加齢がバランス、筋力、移動性に与える影響
4つの能力はすべて年齢とともに悪化しましたが、その程度は同じではありませんでした。体幹の安定性と立位バランスは、男女ともに最も急で一貫した低下を示しました。たとえば、男性の体幹制御は年間約4.5%悪化し、女性は年間約2.7%の悪化を示しました。これは、研究参加者全員が比較的健康であっても、不安定な座位課題での誤差が30歳時よりも後年に何倍も大きくなったことを意味します。股関節の筋力と移動性も低下しましたが、より緩やかでした。股関節筋力は年間約1.6〜1.8%低下し、Timed Up & Goテストの所要時間は年間約0.6%しか増加しませんでした。著者らは、定期的な運動は脚の筋力や日常的な移動性を、体幹を安定させるための精密な制御を維持するよりも効果的に保つのに役立つ可能性があると示唆しています。
男女間の違い
研究者が男女を比較したところ、年齢による低下のパターンはほとんどの測定で概ね類似していました。しかし、体幹の安定性は男性のほうが女性よりも速く悪化し、60歳以降の成績は最終的に両性で似たようなレベルになりました。対照的に、高齢男性は高齢女性に比べて明らかに高い股関節筋力を示しましたが、両群とも身体活動的でした。著者らは、この差はライフスタイルよりも自然な筋肉量の違いを反映している可能性が高いとしています。これらの発見は、同程度の活動量であっても男女で高齢期に達したときの身体的な強みと弱みが異なることを示しています。

後年に最も重要な能力は何か
次に研究チームは60歳以上の参加者のみを対象に、どの身体能力がバランスと移動性を最もよく予測するかを調べました。その結果、不安定な座位課題での優れた体幹安定性は、男女ともに立位バランスの良好な成績と強く関連していることがわかりました。言い換えれば、不安定な面上で座っているときに胴体を安定させられる人は、立っているときもより安定している傾向がありました。
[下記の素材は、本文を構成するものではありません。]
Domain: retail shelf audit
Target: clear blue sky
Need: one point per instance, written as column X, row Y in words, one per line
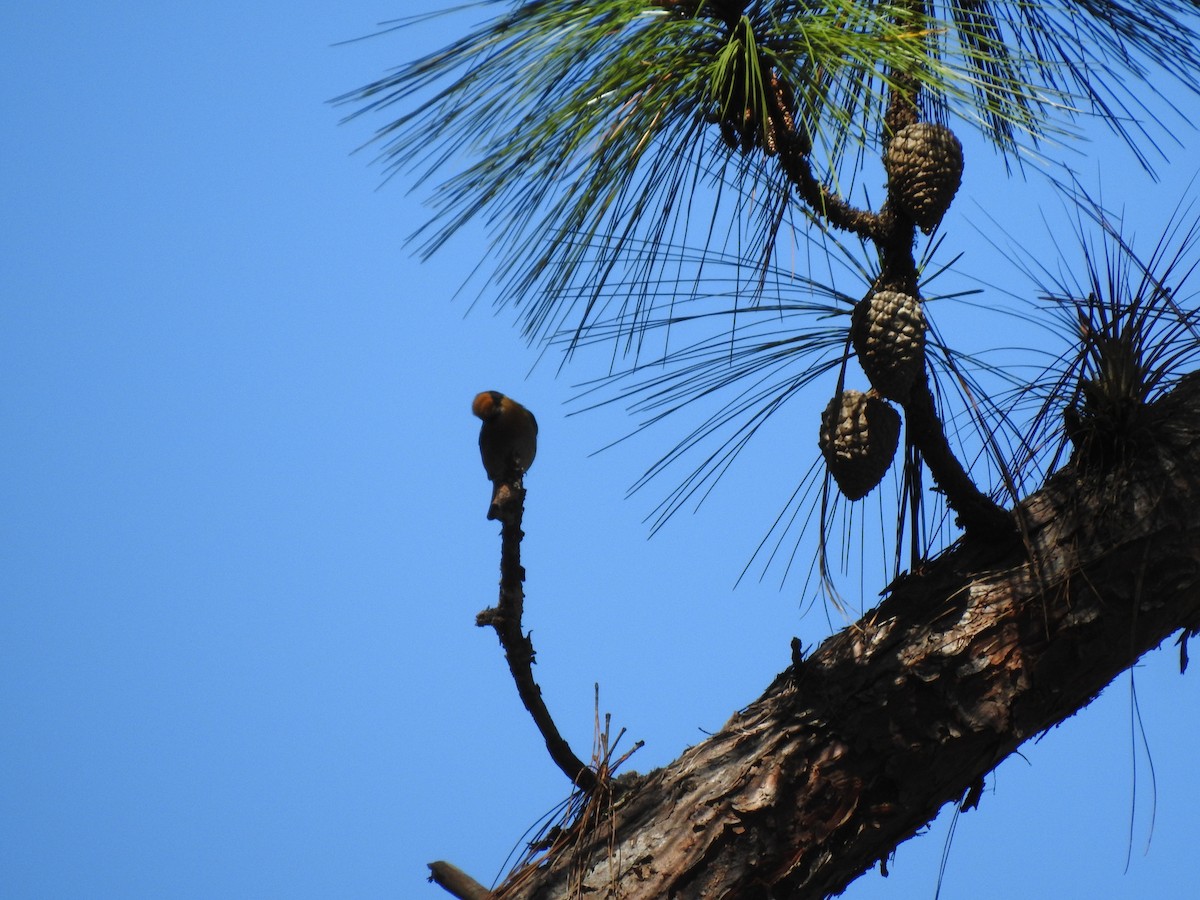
column 243, row 511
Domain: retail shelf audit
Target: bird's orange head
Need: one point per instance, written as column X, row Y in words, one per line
column 487, row 405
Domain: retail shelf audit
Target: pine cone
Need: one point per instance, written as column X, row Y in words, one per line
column 888, row 331
column 924, row 163
column 859, row 435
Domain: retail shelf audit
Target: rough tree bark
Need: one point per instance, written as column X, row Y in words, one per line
column 852, row 750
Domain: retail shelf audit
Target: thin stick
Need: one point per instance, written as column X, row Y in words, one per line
column 505, row 618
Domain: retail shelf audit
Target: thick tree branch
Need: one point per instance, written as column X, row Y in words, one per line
column 856, row 748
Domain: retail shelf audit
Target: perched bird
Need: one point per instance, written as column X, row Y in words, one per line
column 508, row 442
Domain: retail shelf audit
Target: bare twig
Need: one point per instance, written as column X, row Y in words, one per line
column 505, row 618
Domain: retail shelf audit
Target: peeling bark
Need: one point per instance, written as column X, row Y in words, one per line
column 855, row 749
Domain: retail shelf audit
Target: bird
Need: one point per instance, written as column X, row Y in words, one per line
column 508, row 442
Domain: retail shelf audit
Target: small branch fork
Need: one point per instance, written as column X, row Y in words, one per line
column 505, row 618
一方で、立ち上がり、歩行、方向転換、着座を素早く行う能力である移動性は、特に男性では股関節の筋力とより密接に結びついていました。強い股関節はより速いTimed Up & Goの時間と関連し、この比較的健康な集団では体幹安定性はこの移動性テストとの直接的な関連がほとんど見られませんでした。
自立を保つための示唆
日常生活におけるメッセージは明快です:異なる能力が自立の異なる側面を守ります。体幹の良好な制御は、身体が乱されたときに転倒を避けて直立を保つために重要であり、強い股関節筋は椅子から立ち上がったり歩行中に方向を変えたりするときに高齢者が素早く自信を持って動くのを助けます。著者らは、加齢者向けの運動プログラムは一般的な活動だけに頼るのではなく、不安定な座位など体幹に挑戦する特異的なエクササイズと、目標を絞った股関節強化を含めるべきだと示唆しています。これらの能力を早い段階の高齢期からモニターすることで、身体機能の低下を遅らせ、安全で自立した生活を長く支えるために早めに対処できる可能性があります。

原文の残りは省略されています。